Samples to converge to mean

168 Views Asked by At

Consider the set $\{-K,-K+1,\dots,0,1,\dots,K\}$. Consider the random variable $a$ which picks integers from the set uniformly. We expect the mean of $a$ to be $0$.

How many samples we need for the mean to converge to range $[-\delta,\delta]$ with probability $p$?

3

There are 3 best solutions below

5
On

Let us denote $$ a_n=\frac1n\sum_{k=1}^nX_k, $$ where $X_k$'s are iid random variables with the uniform distribution on $\{-K,\ldots,K\}$. Using Chebyshev's inequality, $$ P(|a_n|>\delta)\le\frac{\operatorname{Var}a_n}{\delta^2} $$ or, equivalently, $$ P(|a_n|\le\delta)\ge1-\frac{\operatorname{Var}a_n}{\delta^2}. $$ Since $$ \operatorname{Var}a_n=\frac1{n^2}\cdot n\cdot \operatorname{Var}X_1=\frac1n\cdot\frac{(2K+1)^2-1}{12}, $$ we have that $$ P(|a_n|\le\delta)\ge1-\frac1{\delta^2}\cdot\frac1n\cdot\frac{(2K+1)^2-1}{12}. $$ By choosing $n$ large enough, we can make the right side of the inequality above greater or equal to $p$, which is the desired probability.

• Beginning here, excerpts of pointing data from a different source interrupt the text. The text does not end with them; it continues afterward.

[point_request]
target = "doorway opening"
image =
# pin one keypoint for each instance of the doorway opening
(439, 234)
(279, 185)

This is only a bound, but I hope that this is useful.

0
On

Your distribution has an expected value of $0$ and a variance of $\dfrac{k(k+1)}{3}$ so the average of $n$ independent samples (with replacement) has an expected value of $0$ and a variance of $\dfrac{k(k+1)}{3n}$

Using a Central Limit Theorem normal approximation, this suggests that something like $n \gt \dfrac{k(k+1) \left(\Phi^{-1}\left(\frac{p+1}{2}\right)\right)^2}{3\delta^2} $ should be a reasonable estimate except in extreme cases, where $\Phi^{-1}(x)$ is the inverse of the cumulative distribution function of a standard normal.

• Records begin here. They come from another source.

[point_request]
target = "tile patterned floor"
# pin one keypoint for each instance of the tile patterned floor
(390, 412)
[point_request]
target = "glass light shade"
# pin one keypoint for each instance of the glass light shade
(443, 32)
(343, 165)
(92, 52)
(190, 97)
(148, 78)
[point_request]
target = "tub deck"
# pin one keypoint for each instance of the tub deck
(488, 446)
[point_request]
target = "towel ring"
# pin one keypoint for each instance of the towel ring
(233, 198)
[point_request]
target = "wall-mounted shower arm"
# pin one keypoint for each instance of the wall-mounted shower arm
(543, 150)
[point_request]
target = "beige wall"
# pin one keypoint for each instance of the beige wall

For example, if $k=3$, $p=0.9$ and $\delta=0.1$ then $\Phi^{-1}\left(\frac{p+1}{2}\right) \approx 1.64485$ and this suggests you should look at something like $n \gt 1082.2$. It will not be precise, but will usually be close

0
On

You may want to apply the sampling distribution of the mean:

$$X_n=\frac1n\sum_{k=1}^nX_k \mbox{ where } X_k \sim a$$

For large $n$ we can approximate $X_n$ by a normal distribution:

$$X_n \stackrel{approx}{\sim} N(\mu_a,\frac{\sigma_a^2}{n})$$

where

$$\mu_a = 0$$

and

$$\sigma_a^2 = \sum_{k=-K}^K k^2\cdot \frac{1}{2K+1}=\frac{2}{2K+1}\sum_{k=1}^K k^2 = \frac{2}{2K+1}\frac{K(K+1)(2K+1)}{6} = \frac{K(K+1)}{3}$$

Now you normalize $X_n$ which gives (approximately) a standard normal distribution $Z$:

$$\frac{X_n\sqrt{n}}{\sigma_a}\stackrel{approx}{\sim}N(0,1)$$

So:

$$P(|X_n| \leq \delta) = P(\frac{|X_n|\sqrt{n}}{\sigma_a} \leq \frac{\delta\sqrt{n}}{\sigma_a}) \approx P(Z \leq \frac{\delta\sqrt{n}}{\sigma_a}) \mbox{ where } Z \sim N(0,1)$$

With $\Phi(z) = P(Z\leq z)$, you get the following equation giving a relation between your interval $[-\delta,\delta]$, the probability $p$ and the sample size $n$:

$$2\Phi(\frac{\delta\sqrt{n}}{\sigma_a}) - 1 = p$$

I hope this helps.